After the great harvest of prickly pears, my first and most immediate need was to thank those that supplied the fruit. While there will be wine and mead in the future, those are many months off and not the beverages of choice for everyone, so soda pop it is. Notice the little nod to my Midwestern upbringing. It has to start with the syrup; which by the way, can also be used for margaritas, lemonade, ice cream, or any number of things.
Prickly Pear Syrup
- 2 cups pure unsweetened prickly pear juice (previously prepared)
- 2 cups sugar
- Juice of 1 lime
Heat the liquids to dissolve the sugar.
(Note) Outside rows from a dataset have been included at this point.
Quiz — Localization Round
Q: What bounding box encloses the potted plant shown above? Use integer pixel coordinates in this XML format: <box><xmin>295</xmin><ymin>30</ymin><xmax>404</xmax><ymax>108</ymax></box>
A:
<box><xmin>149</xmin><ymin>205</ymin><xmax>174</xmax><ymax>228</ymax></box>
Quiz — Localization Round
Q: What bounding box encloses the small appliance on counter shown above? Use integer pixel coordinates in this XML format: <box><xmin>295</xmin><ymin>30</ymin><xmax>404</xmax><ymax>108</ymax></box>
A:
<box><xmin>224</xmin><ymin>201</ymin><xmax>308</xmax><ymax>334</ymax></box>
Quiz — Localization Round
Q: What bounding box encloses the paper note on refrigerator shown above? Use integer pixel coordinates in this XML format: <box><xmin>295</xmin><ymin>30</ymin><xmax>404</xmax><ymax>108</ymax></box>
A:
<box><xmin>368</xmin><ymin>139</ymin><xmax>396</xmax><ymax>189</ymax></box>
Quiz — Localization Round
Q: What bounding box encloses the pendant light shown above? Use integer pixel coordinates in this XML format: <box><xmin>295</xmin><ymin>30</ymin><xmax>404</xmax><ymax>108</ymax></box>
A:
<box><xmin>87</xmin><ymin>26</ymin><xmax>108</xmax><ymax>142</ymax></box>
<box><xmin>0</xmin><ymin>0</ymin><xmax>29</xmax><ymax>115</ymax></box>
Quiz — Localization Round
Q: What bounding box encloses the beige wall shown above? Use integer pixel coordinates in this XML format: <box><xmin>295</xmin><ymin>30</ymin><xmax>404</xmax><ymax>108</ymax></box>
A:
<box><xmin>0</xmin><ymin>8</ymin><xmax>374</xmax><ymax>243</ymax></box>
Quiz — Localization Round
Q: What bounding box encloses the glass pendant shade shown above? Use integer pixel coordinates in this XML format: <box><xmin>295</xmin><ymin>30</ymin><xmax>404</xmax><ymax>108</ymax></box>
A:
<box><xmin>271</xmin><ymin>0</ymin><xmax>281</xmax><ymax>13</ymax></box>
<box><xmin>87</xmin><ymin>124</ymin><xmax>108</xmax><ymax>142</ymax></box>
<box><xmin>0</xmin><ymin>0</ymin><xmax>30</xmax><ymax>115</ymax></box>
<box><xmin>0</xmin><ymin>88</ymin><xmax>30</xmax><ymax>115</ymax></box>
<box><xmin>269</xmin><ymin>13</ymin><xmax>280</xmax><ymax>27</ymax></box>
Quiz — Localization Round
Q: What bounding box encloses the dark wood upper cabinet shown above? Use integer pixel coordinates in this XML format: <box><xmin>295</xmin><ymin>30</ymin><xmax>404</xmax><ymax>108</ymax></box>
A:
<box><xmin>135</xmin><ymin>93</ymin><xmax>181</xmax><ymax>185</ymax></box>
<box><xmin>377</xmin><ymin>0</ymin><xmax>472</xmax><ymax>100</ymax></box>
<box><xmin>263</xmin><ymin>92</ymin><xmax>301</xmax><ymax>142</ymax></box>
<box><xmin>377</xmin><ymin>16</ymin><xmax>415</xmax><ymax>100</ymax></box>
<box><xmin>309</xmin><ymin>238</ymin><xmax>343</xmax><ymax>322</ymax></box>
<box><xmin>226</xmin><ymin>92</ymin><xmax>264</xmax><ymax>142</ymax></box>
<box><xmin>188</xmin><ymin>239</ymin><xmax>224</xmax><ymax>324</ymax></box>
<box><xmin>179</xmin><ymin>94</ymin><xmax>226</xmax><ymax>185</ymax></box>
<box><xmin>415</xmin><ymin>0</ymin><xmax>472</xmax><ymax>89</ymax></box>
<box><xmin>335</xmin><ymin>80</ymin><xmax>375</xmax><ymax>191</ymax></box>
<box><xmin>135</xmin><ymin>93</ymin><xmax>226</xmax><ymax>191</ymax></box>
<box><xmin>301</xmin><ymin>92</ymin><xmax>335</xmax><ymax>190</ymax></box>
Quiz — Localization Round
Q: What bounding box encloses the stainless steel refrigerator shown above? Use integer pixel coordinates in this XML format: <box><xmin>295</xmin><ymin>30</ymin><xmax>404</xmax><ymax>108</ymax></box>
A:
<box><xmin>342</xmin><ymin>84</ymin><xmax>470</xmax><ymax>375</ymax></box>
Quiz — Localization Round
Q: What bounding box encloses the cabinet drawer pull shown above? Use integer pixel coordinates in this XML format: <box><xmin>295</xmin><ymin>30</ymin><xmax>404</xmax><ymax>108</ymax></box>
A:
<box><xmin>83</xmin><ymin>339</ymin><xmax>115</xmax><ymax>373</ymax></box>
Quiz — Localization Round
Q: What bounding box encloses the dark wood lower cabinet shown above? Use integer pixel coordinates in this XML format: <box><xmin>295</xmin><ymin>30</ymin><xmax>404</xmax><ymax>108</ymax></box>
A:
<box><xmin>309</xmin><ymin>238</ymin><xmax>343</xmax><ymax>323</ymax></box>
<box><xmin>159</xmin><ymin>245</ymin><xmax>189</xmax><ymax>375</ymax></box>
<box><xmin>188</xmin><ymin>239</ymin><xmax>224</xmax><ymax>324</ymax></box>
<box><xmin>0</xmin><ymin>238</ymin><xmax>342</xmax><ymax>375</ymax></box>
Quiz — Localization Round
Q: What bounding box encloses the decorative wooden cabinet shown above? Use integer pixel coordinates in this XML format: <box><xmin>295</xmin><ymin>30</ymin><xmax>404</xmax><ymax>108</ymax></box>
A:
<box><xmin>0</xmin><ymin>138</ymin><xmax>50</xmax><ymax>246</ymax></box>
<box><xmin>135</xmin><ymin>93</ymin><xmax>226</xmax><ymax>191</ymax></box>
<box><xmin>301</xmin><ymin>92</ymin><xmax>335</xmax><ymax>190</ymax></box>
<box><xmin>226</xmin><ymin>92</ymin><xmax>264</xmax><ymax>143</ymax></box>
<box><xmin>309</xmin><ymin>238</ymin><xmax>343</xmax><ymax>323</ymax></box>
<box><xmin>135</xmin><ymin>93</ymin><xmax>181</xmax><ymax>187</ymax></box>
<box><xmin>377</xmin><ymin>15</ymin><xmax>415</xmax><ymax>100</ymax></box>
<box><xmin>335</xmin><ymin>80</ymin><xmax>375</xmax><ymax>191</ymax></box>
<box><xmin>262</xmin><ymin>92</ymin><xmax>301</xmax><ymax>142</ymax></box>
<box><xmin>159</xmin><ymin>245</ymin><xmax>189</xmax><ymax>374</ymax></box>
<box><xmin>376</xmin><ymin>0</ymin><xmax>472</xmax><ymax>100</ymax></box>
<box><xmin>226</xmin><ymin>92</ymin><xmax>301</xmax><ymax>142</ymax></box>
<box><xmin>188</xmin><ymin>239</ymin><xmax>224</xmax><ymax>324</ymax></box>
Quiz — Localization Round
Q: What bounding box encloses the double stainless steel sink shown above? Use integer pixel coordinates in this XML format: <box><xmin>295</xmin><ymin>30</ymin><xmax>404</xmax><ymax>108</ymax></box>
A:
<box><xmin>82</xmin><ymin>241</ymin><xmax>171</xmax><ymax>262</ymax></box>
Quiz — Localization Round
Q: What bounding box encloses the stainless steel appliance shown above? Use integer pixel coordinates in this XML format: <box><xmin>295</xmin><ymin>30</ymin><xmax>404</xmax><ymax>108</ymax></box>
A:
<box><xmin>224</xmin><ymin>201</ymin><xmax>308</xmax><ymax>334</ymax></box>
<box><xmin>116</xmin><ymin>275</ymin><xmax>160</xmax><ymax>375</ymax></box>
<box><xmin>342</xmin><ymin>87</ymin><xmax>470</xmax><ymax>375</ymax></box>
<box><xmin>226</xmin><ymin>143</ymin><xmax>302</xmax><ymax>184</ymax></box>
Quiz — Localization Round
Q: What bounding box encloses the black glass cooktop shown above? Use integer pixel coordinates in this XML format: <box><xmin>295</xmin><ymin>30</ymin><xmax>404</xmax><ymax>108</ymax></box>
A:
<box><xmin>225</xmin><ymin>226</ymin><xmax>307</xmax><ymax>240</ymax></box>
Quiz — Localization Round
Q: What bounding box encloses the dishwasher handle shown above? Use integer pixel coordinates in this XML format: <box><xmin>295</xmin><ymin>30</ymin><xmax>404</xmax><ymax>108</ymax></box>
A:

Bring it to a boil. Cool in an ice bath before pouring into the storage container of your choice.
Prickly Pear Soda (or Pop to the rest of my family)
- 1 oz. Prickly Pear Syrup
- ½ oz. additional Prickly Pear Syrup (optional)
- 10 oz. Soda Water
- 1 oz. ½ & ½ cream (optional)
- 1 lime wedge for garnish (optional)
- 4 oz. of ice
Mix all ingredients into a pint sized glass and stir. The variable from 1 to 1 ½ oz. of syrup will allow you to range your mixture from light to a sweeter, more fuller-bodied soda. Add cream for a creamy, smooth texture. It is worth the extra purchase at the store.